Colombia no tiene que elegir entre energías limpias y gas


Hay un falso dilema que se les está vendiendo a los colombianos, sobre todo en estos días de tensiones electorales: elegir entre transición energética y gas, como si fueran excluyentes.

Mientras la agenda política nos pone a apostar entre una u otra, la realidad del sistema eléctrico va por otro lado. No estamos frente a una elección sino ante un sistema complejo donde distintas tecnologías cumplen funciones distintas y necesarias.

Hoy, por ejemplo, cerca del 65% - 70% de la energía que consumimos proviene de fuentes hidráulicas. Eso ha sido una ventaja histórica, pero también una vulnerabilidad. Cada vez que aparece un fenómeno como El Niño, los niveles de los embalses bajan y el sistema entra en tensión.

Ahí es donde el gas deja de ser un actor secundario y se vuelve crítico. Es la fuente que permite responder cuando el agua no alcanza, la que sostiene la confiabilidad del sistema en momentos de estrés.

Al mismo tiempo, Colombia ha venido avanzando en la incorporación de energías renovables no convencionales como la solar y la eólica. Pero estas, por su naturaleza, no generan de forma constante: dependen del sol, del viento, de condiciones que no siempre están bajo control. 

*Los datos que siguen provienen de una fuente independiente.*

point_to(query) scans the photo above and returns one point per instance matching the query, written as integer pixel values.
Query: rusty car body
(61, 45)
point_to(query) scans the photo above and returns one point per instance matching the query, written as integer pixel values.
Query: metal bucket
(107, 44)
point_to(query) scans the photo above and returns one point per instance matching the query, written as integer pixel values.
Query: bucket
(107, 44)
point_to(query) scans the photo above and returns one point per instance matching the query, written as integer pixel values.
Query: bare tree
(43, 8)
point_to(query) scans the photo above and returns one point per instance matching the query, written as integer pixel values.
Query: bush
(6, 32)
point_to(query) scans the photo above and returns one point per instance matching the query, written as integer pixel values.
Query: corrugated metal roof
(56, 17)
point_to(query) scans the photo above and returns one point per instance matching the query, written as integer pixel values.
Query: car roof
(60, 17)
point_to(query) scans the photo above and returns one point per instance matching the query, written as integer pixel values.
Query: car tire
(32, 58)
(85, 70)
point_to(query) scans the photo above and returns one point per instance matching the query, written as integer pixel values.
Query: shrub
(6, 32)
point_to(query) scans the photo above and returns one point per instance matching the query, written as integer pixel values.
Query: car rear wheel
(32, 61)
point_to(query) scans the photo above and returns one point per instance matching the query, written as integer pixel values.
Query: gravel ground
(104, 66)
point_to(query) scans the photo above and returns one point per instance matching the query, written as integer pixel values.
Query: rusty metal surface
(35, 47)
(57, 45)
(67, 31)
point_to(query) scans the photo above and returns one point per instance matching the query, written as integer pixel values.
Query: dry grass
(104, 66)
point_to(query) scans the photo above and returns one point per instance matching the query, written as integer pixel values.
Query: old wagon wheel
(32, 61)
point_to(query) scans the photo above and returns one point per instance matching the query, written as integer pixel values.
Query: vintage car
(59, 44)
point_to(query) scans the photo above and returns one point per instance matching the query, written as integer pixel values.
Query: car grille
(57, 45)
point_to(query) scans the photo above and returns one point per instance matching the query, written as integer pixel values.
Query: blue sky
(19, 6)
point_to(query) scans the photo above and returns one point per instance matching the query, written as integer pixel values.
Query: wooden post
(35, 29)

En 2025, por primera vez en la historia, produjimos más energía proveniente del sol que del carbón, y es un hito para celebrar la transición, pero pero no cambia una realidad clave: esa energía sigue siendo intermitente y necesita respaldo para garantizar continuidad en el suministro. Sin esa complementariedad, el avance en renovables no se traduce automáticamente en confiabilidad para el sistema.

Por eso, más que competir, estas fuentes se necesitan entre sí. Sin embargo, la conversación pública ha simplificado este panorama a tal punto que pareciera que el país tuviera que escoger entre unas u otras. Y ahí empieza el problema, porque simplificar un sistema complejo nos lleva a tomar malas decisiones. En realidad, no existe ese supuesto dilema entre energías “limpias” y “sucias”. El gas no es la contraparte de las renovables: es, en muchos casos, lo que permite que funcionen sin poner en riesgo la confiabilidad. Plantearlo como una oposición no solo confunde, sino que desvía la discusión de donde debería estar.

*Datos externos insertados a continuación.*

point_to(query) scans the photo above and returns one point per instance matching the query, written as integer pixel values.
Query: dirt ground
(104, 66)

Colombia hoy produce alrededor de 795 millones de pies cúbicos diarios de gas natural, pero consume más que eso. La diferencia se está cubriendo con importaciones, que ya representan cerca del 21% del consumo. Es decir, mientras el debate gira en torno a si el gas debe o no estar en la ecuación, la realidad es que ya lo necesitamos más de lo que producimos.

Durante el fenómeno de El Niño más reciente, cerca del 30% de la energía del país se generó con gas. Esa cifra, por sí sola, debería bastar para entender su papel en la confiabilidad del sistema.

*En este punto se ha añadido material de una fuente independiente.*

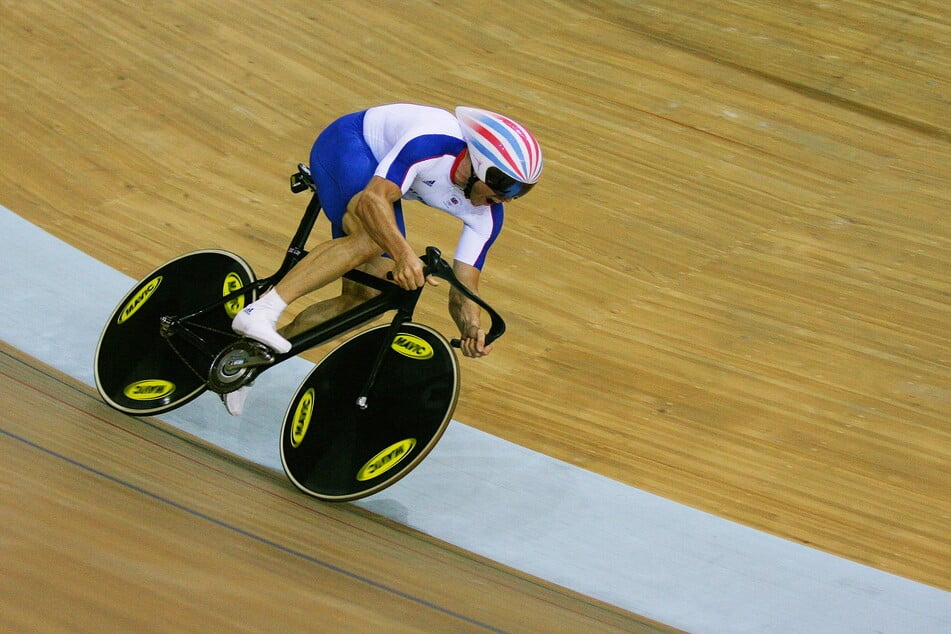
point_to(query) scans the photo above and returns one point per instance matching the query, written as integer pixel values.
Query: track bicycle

El punto de fondo no es técnico sino comunicativo. Estamos explicando la transición energética como si fuera un reemplazo inmediato, como si una fuente tuviera que desaparecer para que otra exista. Eso no solo es impreciso, sino irresponsable.

No podemos perder de vista cómo funciona realmente el sistema, o si no le abriremos la puerta a decisiones que pueden afectar la confiabilidad y encarecer la energía. Peor aún, generaremos incentivos equivocados: industrias que migran a energéticos más contaminantes porque el gas pierde competitividad, retrocediendo silenciosamente en los objetivos de descarbonización.

La transición energética no es una carrera de sustitución. En todo caso, sería una maratón larguísima de coexistencia, y entender eso no es un detalle menor, es la diferencia entre una transición ordenada y una que genere incertidumbre, costos más altos y pérdida de confianza. No tenemos que elegir entre energías limpias y gas, más bien aprender a integrarlas.